🤖 AI Summary
Dense component attribution in large language models faces a fundamental trade-off between faithfulness and computational efficiency. This work proposes a dual-path attribution framework that achieves both high fidelity and efficiency within frozen SwiGLU-Transformer architectures. By propagating the target unembedding vector through a decomposed pathway in a single forward–backward pass, the method enables dense attribution with O(1) time complexity—eliminating the need for counterfactual samples and supporting long input sequences. Key technical innovations include inter-layer target propagation, structural linearization of the SwiGLU activation, and dual-path information flow tracing. Evaluated on standard interpretability benchmarks, the approach matches state-of-the-art faithfulness while substantially improving computational efficiency.
📝 Abstract
Understanding the internal mechanisms of transformer-based large language models (LLMs) is crucial for their reliable deployment and effective operation. While recent efforts have yielded a plethora of attribution methods attempting to balance faithfulness and computational efficiency, dense component attribution remains prohibitively expensive.
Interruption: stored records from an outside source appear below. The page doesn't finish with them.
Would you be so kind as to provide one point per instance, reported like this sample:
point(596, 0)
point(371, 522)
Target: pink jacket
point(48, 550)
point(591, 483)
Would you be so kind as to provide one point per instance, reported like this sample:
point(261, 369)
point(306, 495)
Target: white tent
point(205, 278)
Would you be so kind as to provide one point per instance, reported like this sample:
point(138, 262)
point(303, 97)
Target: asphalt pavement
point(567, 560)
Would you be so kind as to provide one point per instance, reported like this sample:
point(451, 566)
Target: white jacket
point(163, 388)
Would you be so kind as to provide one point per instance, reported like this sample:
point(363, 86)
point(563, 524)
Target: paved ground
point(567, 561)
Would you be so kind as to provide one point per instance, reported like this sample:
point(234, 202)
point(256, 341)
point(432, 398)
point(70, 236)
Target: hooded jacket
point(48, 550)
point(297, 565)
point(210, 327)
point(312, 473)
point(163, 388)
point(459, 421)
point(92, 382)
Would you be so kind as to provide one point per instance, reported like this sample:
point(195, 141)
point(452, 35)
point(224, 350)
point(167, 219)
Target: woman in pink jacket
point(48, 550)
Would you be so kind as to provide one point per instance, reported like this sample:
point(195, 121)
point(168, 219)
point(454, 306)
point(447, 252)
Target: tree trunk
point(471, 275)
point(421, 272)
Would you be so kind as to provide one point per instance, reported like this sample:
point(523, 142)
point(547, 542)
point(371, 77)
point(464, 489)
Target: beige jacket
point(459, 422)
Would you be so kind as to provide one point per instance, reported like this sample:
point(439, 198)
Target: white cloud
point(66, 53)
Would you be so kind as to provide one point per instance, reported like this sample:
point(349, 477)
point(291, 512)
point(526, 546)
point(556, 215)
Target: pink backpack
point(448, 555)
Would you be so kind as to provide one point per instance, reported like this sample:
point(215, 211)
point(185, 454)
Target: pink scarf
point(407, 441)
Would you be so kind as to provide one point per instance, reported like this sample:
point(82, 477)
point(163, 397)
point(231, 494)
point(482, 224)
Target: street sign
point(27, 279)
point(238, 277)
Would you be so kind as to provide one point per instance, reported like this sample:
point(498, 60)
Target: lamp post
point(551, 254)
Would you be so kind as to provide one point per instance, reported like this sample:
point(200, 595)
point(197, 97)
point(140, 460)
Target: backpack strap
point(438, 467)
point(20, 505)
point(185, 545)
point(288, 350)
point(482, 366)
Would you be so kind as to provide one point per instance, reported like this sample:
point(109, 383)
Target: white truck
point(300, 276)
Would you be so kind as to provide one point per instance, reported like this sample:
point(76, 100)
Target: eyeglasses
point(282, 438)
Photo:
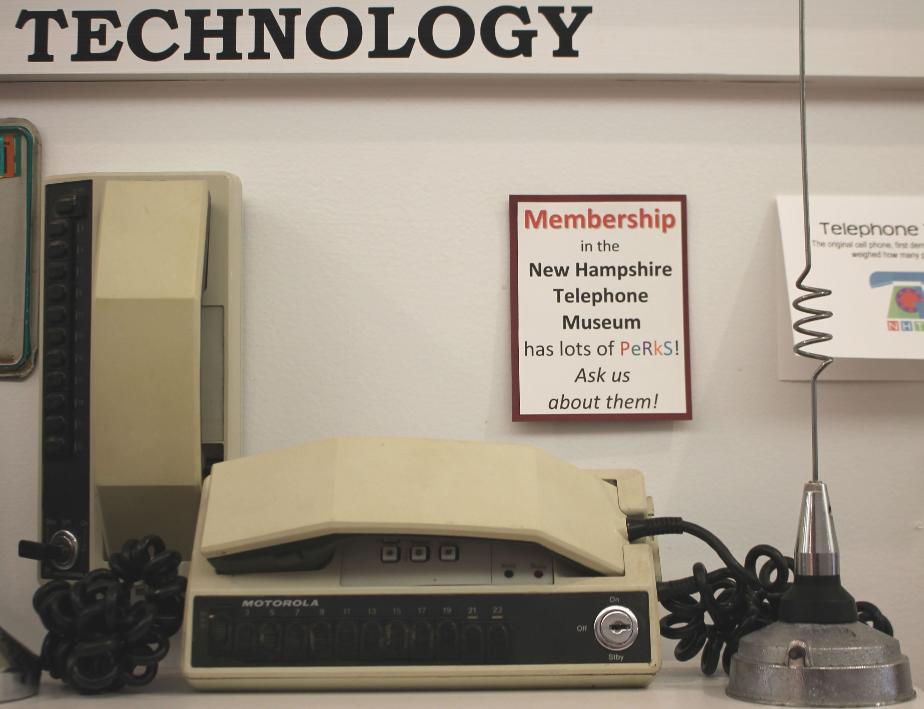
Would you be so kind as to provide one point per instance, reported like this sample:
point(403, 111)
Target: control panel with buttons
point(66, 375)
point(424, 629)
In this work, we introduce Dual Path Attribution (DPA), a novel framework that faithfully traces information flow on the frozen transformer in one forward and one backward pass without requiring counterfactual examples. DPA analytically decomposes and linearizes the computational structure of the SwiGLU Transformers into distinct pathways along which it propagates a targeted unembedding vector to receive the effective representation at each residual position. This target-centric propagation achieves O(1) time complexity with respect to the number of model components, scaling to long input sequences and dense component attribution. Extensive experiments on standard interpretability benchmarks demonstrate that DPA achieves state-of-the-art faithfulness and unprecedented efficiency compared to existing baselines.